Tous alliés soient-ils des États-Unis, l'Arabie Saoudite et ses voisins se sont montrés réticents ou impuissants à lutter contre le financement du terrorisme depuis les attentats du 11 septembre 2001, selon des câbles diplomatiques américains obtenus par le site WikiLeaks et publiés dimanche par un groupe de journaux.

La secrétaire d'État américaine Hillary Clinton a elle-même dressé ce constat dans un câble de décembre 2009, précisant que «les donateurs (privés) en Arabie saoudite demeurent la principale source mondiale du financement de groupes terroristes sunnites».

Selon la même note, le pèlerinage de La Mecque permet aux représentants de mouvements islamistes armés de récolter «probablement des millions de dollars annuellement». Les dirigeants saoudiens auraient eux-mêmes admis que le «Hajj» présente une «occasion» pour les collecteurs de fonds, selon une note rédigée au début de l'année après le passage à Ryad de représentants du Trésor américains.

Deux mois avant cette admission, Hillary Clinton avait fait état dans sa note secrète de la difficulté de «convaincre les dirigeants saoudiens que traiter la question du financement en provenance d'Arabie Saoudite est une priorité stratégique».

D'autres pays du Golfe font l'objet de critiques dans les câbles diplomatiques américains, le Qatar étant considéré comme le «pire de la région» en matière de lutte antiterroriste et le Koweït comme un «point de transit essentiel».

«Vide stratégique»

Il y a par ailleurs aux Émirats arabes unis «un vide stratégique» susceptible d'être exploité par des groupes terroristes, selon les diplomates américains.

Outre le pèlerinage à La Mecque, les autres méthodes de financement des groupes islamistes armés incluent le trafic de drogue en Afghanistan et le cambriolage d'une banque, l'an dernier, au Yémen, qui aurait permis à la branche locale d'Al-Qaïda de rafler un demi-million de dollars, selon les notes du département d'État.

Les groupes terroristes ne reçoivent pas de sommes importantes en provenance des États-Unis ou de l'Europe, selon les câbles américains, qui citent notamment cette déclaration d'un membre du contre-espionnage britannique à des représentants du Trésor américain: «Le financement est important au Royaume-Uni, mais l'argent vient en réalité du Golfe».

Une semaine après le début de leurs révélations sur les quelque 250 000 câbles diplomatiques américains obtenus par WikiLeaks, les cinq journaux y ayant eu accès - le New York Times, Le Monde, le Guardian, Der Speigel et El Pais - n'ont utilisé qu'une infime fraction des documents (environ 1100 en date du 3 décembre au soir, selon un responsable américain). Ils pourraient ainsi continuer à multiplier pendant plusieurs jours encore les motifs d'embarras pour Washington et les gouvernements étrangers.

Iran-Irak

Dimanche, le Times et cie ont également publié des câbles diplomatiques américains témoignant des manoeuvres de l'Iran pour influer sur les affaires intérieures de l'Irak, entre 2004 et février 2010. Le régime islamique aurait notamment financé «des entités chiites ou kurdes rivales - et parfois mêmes sunnites - dans le but de développer une dépendance financière», selon une note du 13 novembre 2009 rédigée par l'ambassadeur américain à Bagdad, Christopher Hill, et intitulée «Efforts iraniens dans la politique électorale irakienne».

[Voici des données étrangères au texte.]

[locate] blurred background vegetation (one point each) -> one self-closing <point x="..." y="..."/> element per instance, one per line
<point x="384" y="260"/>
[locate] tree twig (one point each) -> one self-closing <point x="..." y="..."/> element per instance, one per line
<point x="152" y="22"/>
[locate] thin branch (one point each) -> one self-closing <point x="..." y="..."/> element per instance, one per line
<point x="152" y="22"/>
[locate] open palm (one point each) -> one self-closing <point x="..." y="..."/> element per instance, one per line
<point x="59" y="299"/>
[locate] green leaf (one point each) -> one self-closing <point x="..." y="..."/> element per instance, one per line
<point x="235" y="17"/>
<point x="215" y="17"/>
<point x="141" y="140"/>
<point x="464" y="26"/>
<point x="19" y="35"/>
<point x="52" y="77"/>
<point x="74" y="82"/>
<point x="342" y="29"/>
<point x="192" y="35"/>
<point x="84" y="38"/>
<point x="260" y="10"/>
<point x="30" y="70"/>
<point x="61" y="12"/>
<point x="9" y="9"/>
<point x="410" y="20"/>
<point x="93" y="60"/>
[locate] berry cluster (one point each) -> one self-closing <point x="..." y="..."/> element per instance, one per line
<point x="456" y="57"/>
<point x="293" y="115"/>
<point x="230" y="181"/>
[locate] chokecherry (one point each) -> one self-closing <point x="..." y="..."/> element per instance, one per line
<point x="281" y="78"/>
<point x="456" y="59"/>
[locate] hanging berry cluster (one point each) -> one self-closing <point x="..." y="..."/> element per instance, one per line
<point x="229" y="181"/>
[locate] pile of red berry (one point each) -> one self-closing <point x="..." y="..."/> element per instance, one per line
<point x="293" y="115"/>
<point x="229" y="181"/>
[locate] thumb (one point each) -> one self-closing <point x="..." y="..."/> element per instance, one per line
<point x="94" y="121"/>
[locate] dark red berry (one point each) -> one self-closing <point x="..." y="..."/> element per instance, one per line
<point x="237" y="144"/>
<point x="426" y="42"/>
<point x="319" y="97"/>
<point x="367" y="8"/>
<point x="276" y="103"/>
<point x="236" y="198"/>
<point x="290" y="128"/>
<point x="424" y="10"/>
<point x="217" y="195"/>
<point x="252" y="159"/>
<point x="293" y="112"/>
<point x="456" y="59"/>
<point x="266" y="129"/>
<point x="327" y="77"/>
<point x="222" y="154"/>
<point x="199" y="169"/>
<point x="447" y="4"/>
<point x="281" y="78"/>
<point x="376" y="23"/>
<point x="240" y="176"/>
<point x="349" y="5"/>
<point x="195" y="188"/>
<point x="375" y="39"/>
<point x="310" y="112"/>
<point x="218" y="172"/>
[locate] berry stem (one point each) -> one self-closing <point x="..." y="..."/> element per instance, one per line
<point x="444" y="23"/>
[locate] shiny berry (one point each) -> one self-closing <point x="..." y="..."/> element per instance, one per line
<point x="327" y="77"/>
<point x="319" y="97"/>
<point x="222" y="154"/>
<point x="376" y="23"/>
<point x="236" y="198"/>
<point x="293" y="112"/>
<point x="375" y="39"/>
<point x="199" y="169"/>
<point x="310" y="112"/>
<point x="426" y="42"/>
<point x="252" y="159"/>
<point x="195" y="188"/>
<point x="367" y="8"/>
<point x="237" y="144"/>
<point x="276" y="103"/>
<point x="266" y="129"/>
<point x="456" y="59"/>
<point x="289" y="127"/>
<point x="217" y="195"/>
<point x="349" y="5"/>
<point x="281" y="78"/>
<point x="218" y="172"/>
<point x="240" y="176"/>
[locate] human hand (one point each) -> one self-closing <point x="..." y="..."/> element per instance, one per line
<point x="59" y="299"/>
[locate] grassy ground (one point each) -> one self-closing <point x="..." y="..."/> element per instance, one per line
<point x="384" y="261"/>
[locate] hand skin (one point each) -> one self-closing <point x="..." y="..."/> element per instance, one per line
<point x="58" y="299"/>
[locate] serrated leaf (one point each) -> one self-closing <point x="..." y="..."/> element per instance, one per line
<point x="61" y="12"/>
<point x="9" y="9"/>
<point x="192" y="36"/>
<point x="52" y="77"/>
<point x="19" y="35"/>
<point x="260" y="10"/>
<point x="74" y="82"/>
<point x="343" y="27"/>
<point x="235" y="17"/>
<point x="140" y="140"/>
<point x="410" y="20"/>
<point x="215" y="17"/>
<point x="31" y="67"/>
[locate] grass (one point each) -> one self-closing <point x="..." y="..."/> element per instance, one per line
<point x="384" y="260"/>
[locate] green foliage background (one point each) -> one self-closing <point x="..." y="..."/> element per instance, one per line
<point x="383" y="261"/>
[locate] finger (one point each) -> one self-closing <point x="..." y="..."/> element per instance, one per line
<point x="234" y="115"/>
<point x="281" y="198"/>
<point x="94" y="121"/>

«L'Iran est l'un des acteurs dominants dans la politique électorale irakienne», écrit le diplomate américain en précisant que Téhéran «emploie la totalité des moyens de la diplomatie, de la sécurité, du renseignement et des outils économiques pour influer sur ses alliés et détracteurs irakiens.»

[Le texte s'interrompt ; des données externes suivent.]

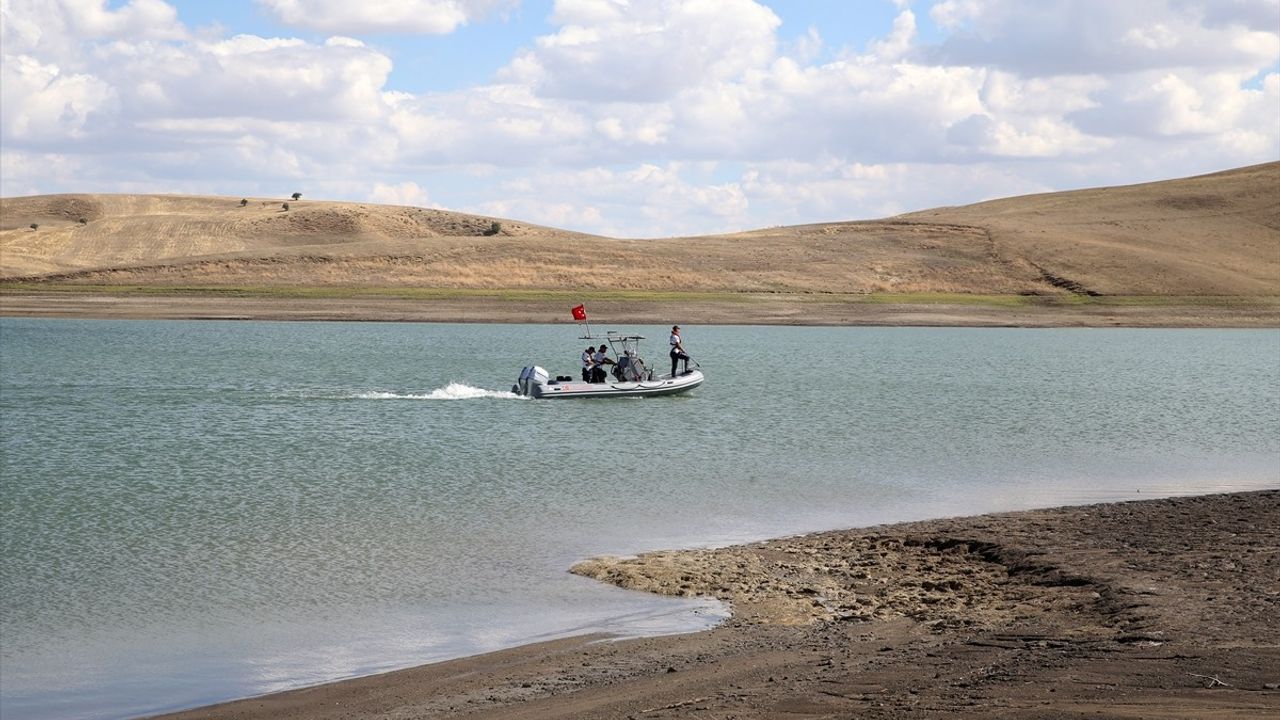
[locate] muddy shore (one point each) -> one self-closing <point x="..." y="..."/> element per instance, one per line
<point x="1150" y="609"/>
<point x="748" y="310"/>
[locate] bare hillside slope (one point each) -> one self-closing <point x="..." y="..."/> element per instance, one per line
<point x="1214" y="235"/>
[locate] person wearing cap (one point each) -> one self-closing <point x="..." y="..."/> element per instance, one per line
<point x="599" y="360"/>
<point x="588" y="363"/>
<point x="677" y="351"/>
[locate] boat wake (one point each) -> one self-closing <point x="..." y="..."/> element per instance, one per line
<point x="452" y="391"/>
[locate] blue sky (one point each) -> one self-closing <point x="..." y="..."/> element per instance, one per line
<point x="634" y="118"/>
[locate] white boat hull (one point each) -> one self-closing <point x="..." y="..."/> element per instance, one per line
<point x="535" y="383"/>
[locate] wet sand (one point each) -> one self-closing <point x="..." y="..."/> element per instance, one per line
<point x="746" y="309"/>
<point x="1151" y="609"/>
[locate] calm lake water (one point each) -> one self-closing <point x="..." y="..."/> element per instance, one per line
<point x="197" y="510"/>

«Un gouvernement irakien pro-Iran, dominé par les chiites et préférablement islamiste, demeure la priorité numéro 1 de Téhéran», ajoute-t-il.

Un câble de mai 2008 estime par ailleurs que l'Iran aurait «salarié plus de 10 000 imams chiites» en Irak. Ceux-ci ont pour mission d'élargir l'appui au gouvernement des clercs, une doctrine à laquelle s'oppose cependant le grand ayatollah Ali Sistani, dont «l'autorité dominante et la crédibilité religieuse» représente le principal obstacle à la politique iranienne en Irak, selon Christopher Hill.

Dans sa note du 13 novembre 2009, l'ambassadeur américain écrit que «l'aide financière iranienne à ceux qui l'acceptent est estimée à de 100 à 200 millions de dollars chaque année».